Hi @svkeerthy can you confirm my understanding that this would be the only piece of GitHub - IITH-Compilers/ml-llvm-project currently/soon-to-be-merged in upstream? I.e. there is currently nothing for LLVM-gRPC, the onnx runner, etc?

Happy to contribute to the upstreaming effort. Maybe we could start with considering how the onnx runner would fit into the current mlgo scheme (without the whole ML-compiler-bridge surrounding it), how to build & run onnx models.

Also to introduce myself, I’m Ryan Mitchell I work for the AMD GPU shader compiler team, going to sign up for the MLGO meetings!

Exciting development! Couple thoughts/questions:

  • How often (if ever) do the seed embeddings need to be retrained and is that something your team will do in perpetuity?
  • Would be very useful if there was a way for target backends to adapt the approach for MIR. Is that something that’s been thought about or discussed?

Hi @RyanRio,

Currently, our objective is to upstream IR2Vec and the relevant components available at GitHub - IITH-Compilers/IR2Vec: Implementation of IR2Vec, LLVM IR Based Scalable Program Embeddings.

If there is sufficient interest in having the components of ML-Compiler-Bridge like ONNX runner as a part of LLVM’s Model Runner infrastructure (LLVM: llvm::MLModelRunner Class Reference), we would be open to exploring upstreaming them. We can discuss in one of the upcoming MLGO meetings and see how we can take it forward.

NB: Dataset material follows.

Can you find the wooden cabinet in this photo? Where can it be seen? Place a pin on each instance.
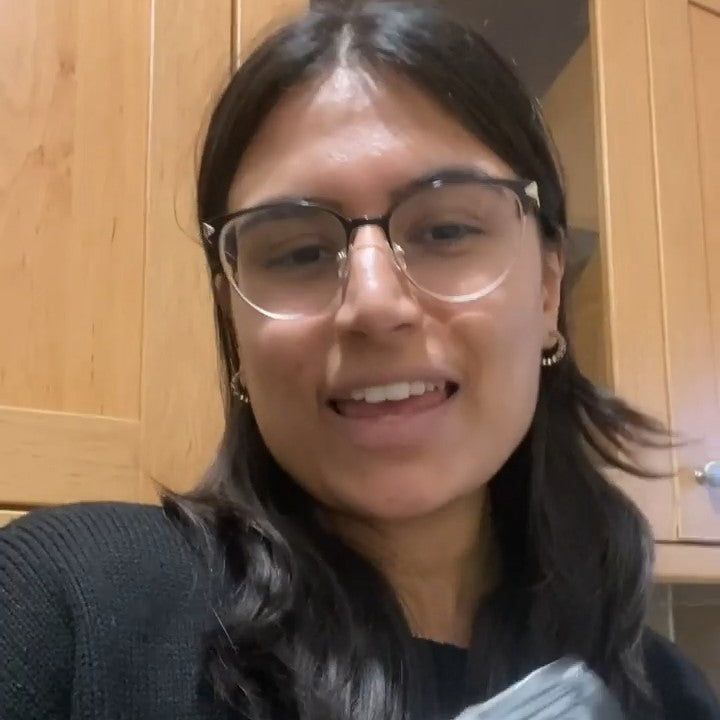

Theoretically, using an older vocabulary should be acceptable unless we have concerns about the embedding quality for the IR generated by the current LLVM/clang. To best capture the newest characteristics of the IR, it seems ideal to retrain the seed embeddings with each LLVM release (that is what we have been doing till now). Alternatively, we could consider retraining whenever significant changes occur in the IR structure or syntax, such as the addition or removal of opcodes or types. With that said, we plan to upstream a set of default seed embeddings of different dimensions and make the necessary tooling to generate the vocabulary available.

Yes, we have extended the ideas of IR2Vec to MIR for our experiments on register allocation. Specifically, we have seed embeddings for MIR targetting x86 and AArch64 backends (ml-llvm-project/llvm/lib/CodeGen/MLRegAlloc at mlbridge-lib · IITH-Compilers/ml-llvm-project · GitHub). We are open to looking into ways to upstream these extensions incrementally.

Drive by comment: With more and more interactions with ML originating from inside LLVM, I feel we should standardize the API, or at least to start having conversations about it before we have a million customized ways to do it. I hope we have some bridging/boilerplate in LLVM so we can talk with PyTorch/TF effortlessly.

For example, this PR uses using Embedding = std::vector<double>;, which may not scale to low precision (if ever), and reads from JSON (Error IR2VecVocabAnalysis::readVocabulary()). On the other hand, MLGO defines a TensorSpec.h that can be translated into raw memory buffers (void*) and defines how to talk with JSON again.

1 Like

Right, but the whole point of this RFC is how the technique is lightweight and independent from ML frameworks.

Thanks! Yeah wouldn’t want to derail your current objective. I’m experimenting with your fork in the meantime. Hopefully we can get a good scope for the use-cases and make sure it’s standardized enough as the most recent comments have expressed concern for.

I understand. I am not suggesting include ML frameworks into LLVM, that would be too much. But should we have a unified representation of class Tensor, or something alike, so we don’t have to have different code doing similar things? (e.g. dump to JSON)

So far, a tensor value is really just std::vector<some_scalar>. TensorSpec is rather a type, it’s describing an operand (input or output) and it’s type and is used at the handshake with the MLModelRunner implementation. JSON serialization is interesting for TensorSpec when we log or perform IPC, for training. Tensor values, at that point, are bit-dumped for efficiency.

For the IR2Vec scenario, there’s none of that, really - we’re really just talking about vectors of floating point values loaded once. “everything just works” - including json serialization/deserialization - out of the box. Can’t really see what meaningful reuse there’d be here. Of course, if that changes, we can revisit, but right now we don’t seem to have concrete use cases. wdyt?

Sounds good.